Some things never change
So far this year, hubby and I have been basking in the knowledge that we are Survivors in this Amazing Race of life we call Undercover Boss. No one has recognized us due to the bulky winter time outfits we have worn in order to carry out The Bold and the Beautiful — Days of our Lives.
And with these endless wintery blasts, we have also become known as the Crazy Ones while trying to cope with the multitude of different treatments recommended by Dr. Phil and Dr. Oz. Add in the comic trivia musings from The Talk and the gossip from ET, and there is no doubt that this winter has kept us inside nesting in our recliners and watching way too much television.
What are we going to do about it? I don’t know; maybe nothing, but spring is coming soon and so I need to turn off the boob tube and get ready for the season.
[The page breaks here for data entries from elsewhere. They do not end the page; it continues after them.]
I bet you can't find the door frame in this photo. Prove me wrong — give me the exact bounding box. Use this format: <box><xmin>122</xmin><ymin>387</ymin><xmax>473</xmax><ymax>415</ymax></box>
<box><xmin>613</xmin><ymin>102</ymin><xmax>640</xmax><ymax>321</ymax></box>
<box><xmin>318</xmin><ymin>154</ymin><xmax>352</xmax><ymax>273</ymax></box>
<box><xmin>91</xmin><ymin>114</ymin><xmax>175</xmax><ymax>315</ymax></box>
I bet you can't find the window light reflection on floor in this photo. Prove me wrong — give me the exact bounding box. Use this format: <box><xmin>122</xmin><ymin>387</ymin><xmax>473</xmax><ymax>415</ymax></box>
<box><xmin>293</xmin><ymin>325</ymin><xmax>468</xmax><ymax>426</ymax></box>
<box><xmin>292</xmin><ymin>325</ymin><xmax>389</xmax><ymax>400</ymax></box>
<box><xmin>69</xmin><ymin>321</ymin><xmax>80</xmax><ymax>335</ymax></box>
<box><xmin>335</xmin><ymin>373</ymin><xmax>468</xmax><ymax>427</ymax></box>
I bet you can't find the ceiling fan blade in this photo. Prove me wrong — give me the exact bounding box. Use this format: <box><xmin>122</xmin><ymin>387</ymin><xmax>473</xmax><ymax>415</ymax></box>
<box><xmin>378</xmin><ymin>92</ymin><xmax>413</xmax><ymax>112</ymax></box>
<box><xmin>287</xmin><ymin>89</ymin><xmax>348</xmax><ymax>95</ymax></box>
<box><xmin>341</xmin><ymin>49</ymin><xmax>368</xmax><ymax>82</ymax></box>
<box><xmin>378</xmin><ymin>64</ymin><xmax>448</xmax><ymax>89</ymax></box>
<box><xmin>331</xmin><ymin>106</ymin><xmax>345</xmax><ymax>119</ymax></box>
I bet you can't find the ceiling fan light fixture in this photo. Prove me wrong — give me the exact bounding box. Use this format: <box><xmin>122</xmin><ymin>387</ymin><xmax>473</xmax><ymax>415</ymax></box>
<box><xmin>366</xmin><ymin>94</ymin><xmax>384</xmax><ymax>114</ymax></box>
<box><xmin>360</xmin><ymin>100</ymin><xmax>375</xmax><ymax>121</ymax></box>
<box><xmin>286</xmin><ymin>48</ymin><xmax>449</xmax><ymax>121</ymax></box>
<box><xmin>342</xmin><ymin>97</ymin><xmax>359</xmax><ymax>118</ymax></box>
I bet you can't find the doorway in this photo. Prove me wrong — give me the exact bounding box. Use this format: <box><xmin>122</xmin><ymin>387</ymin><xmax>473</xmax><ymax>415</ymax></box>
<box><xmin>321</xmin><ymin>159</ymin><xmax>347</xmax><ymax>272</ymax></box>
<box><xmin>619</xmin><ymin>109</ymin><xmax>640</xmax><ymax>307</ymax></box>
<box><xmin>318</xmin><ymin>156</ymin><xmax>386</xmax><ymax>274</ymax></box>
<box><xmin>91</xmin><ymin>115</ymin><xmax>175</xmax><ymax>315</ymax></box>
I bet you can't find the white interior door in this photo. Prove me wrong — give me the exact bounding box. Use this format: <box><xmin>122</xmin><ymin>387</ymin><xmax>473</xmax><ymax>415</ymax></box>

And the story goes like this….
Getting ready for the season
Even though the calendar today reads that we are already into March and should be thinking about heading out to the fields, I don’t think we’re there yet. But ready for spring planting or not, at the Green Farmstead, I have discovered the need for one essential, very vital, absolutely crucial spring time item.
I don’t know how my folks farmed without it, but they managed. Of course, one must realize that my parents had plenty of binder twine, dad’s ever present red handkerchief, lots of corn cobs, several old used milking machine inflations, and a tin full of udder balm around to do the job in case of an emergency.
Best Fixer upper ever
Today’s progressive farmers, like the Green boys, aren’t so lucky. Whenever one of my fellows needs a quick- fix item to patch something up in a hurry, they run for the house and steal it right out of my junk drawer. What is this precious item? None other than the best fixer-upper product ever invented for country folk—what we affectionately call—DUCT TAPE!
Duct tape to the rescue
I shudder to think about how many rolls of new duct tape I have purchased over the years. It’s a lot; let me assure you. Because the Green Boys come into the house, grab my brand new roll of tape, use about half of it, and naturally, don’t return it. Then, when I need some duct tape, I have to go hunting all over the farm for it. When I finally find it, my new roll of tape has turned all yukky and grimy and I end up throwing it away. So, another trip to town for ma to buy some more tape and oh my, listen to what I did next.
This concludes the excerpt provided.